I always thought that “the whole nine yards” was an American expression related somehow to American football but it’s actually a nautical term: A typical square rigger would have three masts each with three yards. When all sail was set it would be maximising its full potential – to use an American expression – flying sail on all nine yards.
Ships and the sea have brought us many handy expressions:
Hand over fist: Thought to have started out as “hand over hand”, this expression came from the practice of hoisting sail or climbing a rope as quickly as possible – a source of competition and pride to sailors.
Chock a block: We use it to mean fully loaded – it comes from the situation on board ship where two blocks in a rigging tackle are hard up against each other and can’t be tightened further.
Slush fund: Slush was the residue scraped from the salted meat storage barrels on board ship and sold by the cook to provide cash for himself and his cohorts.
Windfall is an interesting one. When a ship, trying to weather a headland or work off a lee shore, was assisted by a katabatic wind ‘falling’ of a high coastline it was said to have received a windfall.

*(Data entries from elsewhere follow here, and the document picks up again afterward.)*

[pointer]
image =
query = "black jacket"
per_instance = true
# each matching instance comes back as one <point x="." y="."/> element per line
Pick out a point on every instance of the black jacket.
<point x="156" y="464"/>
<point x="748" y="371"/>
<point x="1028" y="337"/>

Between the devil and the deep blue sea: To work this one out you have to know that the last seam on the deck before the scuppers is the devil seam, so if you slip on deck and end up in the scuppers you’re between the devil and the deep blue sea.
Pipe down: This last toot on the boson’s pipe each day meant lights out and keep quiet.
And there are many more nautical expressions that have swallowed the anchor, moving from a life at sea to one on land.